Tejada was born into a family of wood carvers, ad himself used wood in his art. He was a folklore scholar and an initiator of the folk art revival of Ecuador. In 1923 he enrolled in the School of Fine Arts in Quito, from which he graduated in 1930.

He was one of the founders of the House of Ecuadorian Culture.

From a young age he created art that expressed the social reality of his people. He employed watercolor, oil, and wood carving in his art. He is credited largely in the revival of folk art in Ecuador. He held his first exhibition of folk art in the House of Ecuadorian Culture in 1952. He also contributed to the revival of Ecuador's indigenous sculptural art. Since the 1970s he incorporated recyclable materials in his works, including rags, cords, and other materials, seeking more expression from the materials themselves. He also worked as a teacher in various countries, such as Costa Rica and Venezuela.

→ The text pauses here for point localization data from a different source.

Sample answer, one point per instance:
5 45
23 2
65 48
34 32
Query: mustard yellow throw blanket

Even in school Tejada, like most artists, showed a tendency to think outside the box. Not interested in academics, he spent his time painting. His uniqueness lay in his rooting his paintings in the prevalent social situation. It was this closeness and desire to depict social life that gave Tejada's work a sociopolitical dignity. His approach also made him immensely popular in his country. His oil paintings are specially candid and painfully honest, depicting misery and poverty of the people. His contribution to wood engraving in Ecuador is equally important. He is credited with starting a renaissance of sorts in wood engraving. His exhibition of Folk Art, set in 1952 at the House of Ecuadorian Culture is also seen as an important step in reviving folk art in Ecuador.

He died in Quito on January 30, 2005 at 97 years of age.

In 2003 he was awarded Ecuador's national prize Premio Eugenio Espejo in the field of art.